It is rare in today’s gun market to find a
genuine bargain when shopping for a new handgun, particularly a
new semi-automatic pistol that is made of quality materials with
good craftsmanship. There are available many pistols that, at
first glance (and a distant glance at that ), appear to be a
good value, but turn out to be anything but. Usually these low
price pistols are made of zinc or some type of pot-metal, and
are too heavy, too soft, and too cheap of a weapon on which to
bet one’s life. We do not review such guns here at
Gunblast.com, as we believe that to do so would be a waste of
the author’s and reader’s time.
There are, at the other end of the price
spectrum, several good pistols that would do well for personal
defense. If you have a few hundred dollars to spend, you will be
well-served by many quality auto pistols on the market. Some of
the better European gun makers sell sleek double action pistols
that meet the size and weight requirements of a personal defense
pistol, but before you part with a few hundred dollar bills, you
should look at the pistol that is the subject of this article;
the Bersa Thunder .380.
Bersa has, for several years now, made what I
call a real "sleeper" in the auto pistol market. The
Bersa pistols have always been, in my experience, good solid
little pistols. I have owned a few of the Bersas in both .380
and .22 Long Rifle chambering. They have proven to be reliable
pistols in a portable, handy package.
The newest of the Bersas, called the Thunder
series, are every bit the quality of the predecessors, in a
smoother, more refined firearm. The Bersa Thunder .380 recently
received for testing is the best Bersa yet. This pistol is
well-finished in a matte blue, with satin nickel accents. Right
out of the box, the first impression is one of quality. The
Bersa has features not expected in a pistol anywhere near its
price. The finish on the steel slide very closely matches the
matte black alloy frame and the black checkered plastic grip
panels. The gun features a Rowel type hammer, seven shot
magazine with extended finger rest, and white-dot
windage-adjustable sights. The Bersa has a hammer drop thumb
safety that blocks the firing pin and also a magazine safety to
prevent accidental firing with the magazine removed from the
gun. It also has an extended slide release and a thumb operated
magazine release button. All of the controls are within easy
reach of a right-handed shooter’s thumb or a left-hander’s
trigger finger. At 23 ounces in weight, the Thunder .380 has a
solid feel without being too heavy for easy concealed carry.
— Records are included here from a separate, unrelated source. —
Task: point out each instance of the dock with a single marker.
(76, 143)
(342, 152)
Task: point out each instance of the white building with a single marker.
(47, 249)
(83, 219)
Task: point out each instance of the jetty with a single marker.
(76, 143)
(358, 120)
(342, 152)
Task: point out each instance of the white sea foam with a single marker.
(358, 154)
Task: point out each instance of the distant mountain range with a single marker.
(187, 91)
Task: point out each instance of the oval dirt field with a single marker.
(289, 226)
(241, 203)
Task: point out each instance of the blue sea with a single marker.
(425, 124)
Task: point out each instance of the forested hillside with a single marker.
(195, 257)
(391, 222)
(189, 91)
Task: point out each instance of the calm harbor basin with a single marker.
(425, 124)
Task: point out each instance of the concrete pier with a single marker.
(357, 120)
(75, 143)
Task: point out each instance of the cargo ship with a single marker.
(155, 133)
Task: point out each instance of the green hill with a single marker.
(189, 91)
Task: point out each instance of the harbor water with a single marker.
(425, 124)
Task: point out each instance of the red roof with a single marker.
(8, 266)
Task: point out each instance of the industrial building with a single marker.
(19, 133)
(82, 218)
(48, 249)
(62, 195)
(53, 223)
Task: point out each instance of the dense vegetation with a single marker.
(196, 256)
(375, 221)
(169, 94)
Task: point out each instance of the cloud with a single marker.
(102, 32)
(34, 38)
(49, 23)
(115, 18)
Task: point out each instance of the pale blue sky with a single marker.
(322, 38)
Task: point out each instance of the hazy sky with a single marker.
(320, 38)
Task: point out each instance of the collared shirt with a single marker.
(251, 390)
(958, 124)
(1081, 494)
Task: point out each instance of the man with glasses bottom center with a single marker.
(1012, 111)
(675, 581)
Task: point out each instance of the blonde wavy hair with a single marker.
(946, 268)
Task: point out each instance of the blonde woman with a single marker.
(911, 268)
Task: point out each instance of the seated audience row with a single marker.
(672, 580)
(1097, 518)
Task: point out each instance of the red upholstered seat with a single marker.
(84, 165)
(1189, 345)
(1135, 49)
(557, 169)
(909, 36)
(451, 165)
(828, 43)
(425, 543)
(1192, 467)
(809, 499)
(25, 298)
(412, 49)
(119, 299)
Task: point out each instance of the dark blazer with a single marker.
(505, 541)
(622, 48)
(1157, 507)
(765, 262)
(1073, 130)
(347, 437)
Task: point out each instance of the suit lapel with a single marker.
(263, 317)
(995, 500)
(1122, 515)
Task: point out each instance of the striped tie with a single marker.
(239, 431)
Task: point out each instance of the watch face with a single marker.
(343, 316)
For range testing of the Bersa, I assembled an
assortment of .380 ammo and headed outside. One of the first
notable features of this pistol is the trigger pull. It has,
without a doubt, the smoothest double-action trigger pull that I
have ever felt on an auto pistol, regardless of price. I wish
that some of the high-dollar European manufacturers could
produce a pistol with a trigger pull as smooth and light as this
Bersa. The feel is absolutely butter-smooth with a constant
force of about seven pounds. Also, the single-action pull breaks
cleanly with just a bit of over travel, at around three
Last month, a friend ordered a new .380 made by
a famous and well-respected German pistol maker. He got a good
price on the gun, paying just over 560 bucks, delivered. The
pistol was pretty to look at, but had a horrendous double-action
pull of over eighteen pounds. Perhaps they should send their
pistols to Bersa for the trigger work.
All ammo tested worked well. The Bersa fed,
fired, and ejected every round without a hitch. The feed angle
of the Thunder .380 is almost straight in, and enables the
weapon to feed the best hollow point ammo available. By far, the
best performing ammo in this pistol is the excellent Cor-Bon
90 grain jacketed hollow point. This Cor-Bon ammo averaged 965
feet per second velocity from the three and one-half inch
barrel, at twelve feet from the muzzle. The Cor-Bon also shot to
point of aim at 25 yards, and grouped just under three inches at
that range. With eight of these 90 grain Cor-Bons in the Bersa,
one would be well-armed for most social situations.
The Thunder .380 is relatively easy to conceal,
and has great handling qualities. The gun feels right at home in
my hand, and points very naturally. The Bersa handles recoil
well, due to the shape and texture of the grip panels and
grooved front and rear surfaces of the frame. The pistol also
has a hooked and grooved trigger guard, for those who prefer to
place a finger in that position.
Overall, I am very impressed with the Thunder
.380. It is a better gun than some costing three times its
price. I have seen these for sale in gun shops for around two
hundred bucks. That is a great price for a gun of this quality.
The Thunder .380 is a reliable auto pistol with great
ergonomics, controllable power, a perfect trigger pull, and an
exceptional price. Check out Bersa’s pistols online at:
The Thunder .380 is a true bargain in today’s gun market.
I highly recommend it……..and I’m buying this one.